21.9.07

Vague Tension and Dissatisfaction

(I will try to get through this post with no cute little onomatopoeia-words used to designate sighs, grumblings, or other annoying noises. This is a departure for me, I know, but a necessary one.)

It's one of those days -- well, one of those clumps of several days -- where I am tense for no reason. Everything in my life individually, is going well. Not fighting with anyone; work going well, having fun; math tutoring hovering between normal and good; dramaturging going well; etc. In the middle of some very satisfying mystery stories, and some very interesting non-fiction. Keeping up with friends, more or less.

And still, somehow, I am tense. But, but, but, I say to myself.
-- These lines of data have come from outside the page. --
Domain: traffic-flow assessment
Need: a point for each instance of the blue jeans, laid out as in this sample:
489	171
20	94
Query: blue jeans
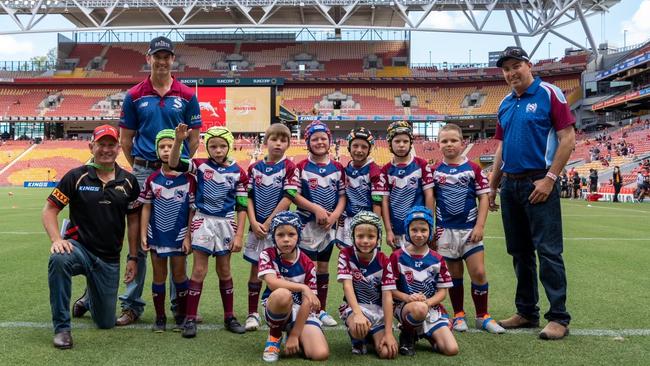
535	228
132	298
102	282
Part of it, I think, stems from the fact that I am trying to make friends with my coworkers, so all my shyness and self-retiring-ness is kicking and screaming and crying. Other than that, though... I don't know. I mean, I just have to push on and quit bitching and moaning; it just sometimes feels nice to acknowledge it when I'm all flippy-dippy, instead of trying to pretend I'm not.

I'll sort it out in a day or two, I suppose.

As a quick note -- it's amazing what a difference eleven years makes, especially when ten of them were spent in formal education. I picked up The Hound of the Baskervilles again, which I haven't touched since I was eleven or twelve, and found that it really wasn't nearly as difficult to read as I remembered it being. In fact, Conan Doyle actually has a really straightforward and simple writing style, although I still think he does better work with his short stories than with his novels. Huh. Whodathunk?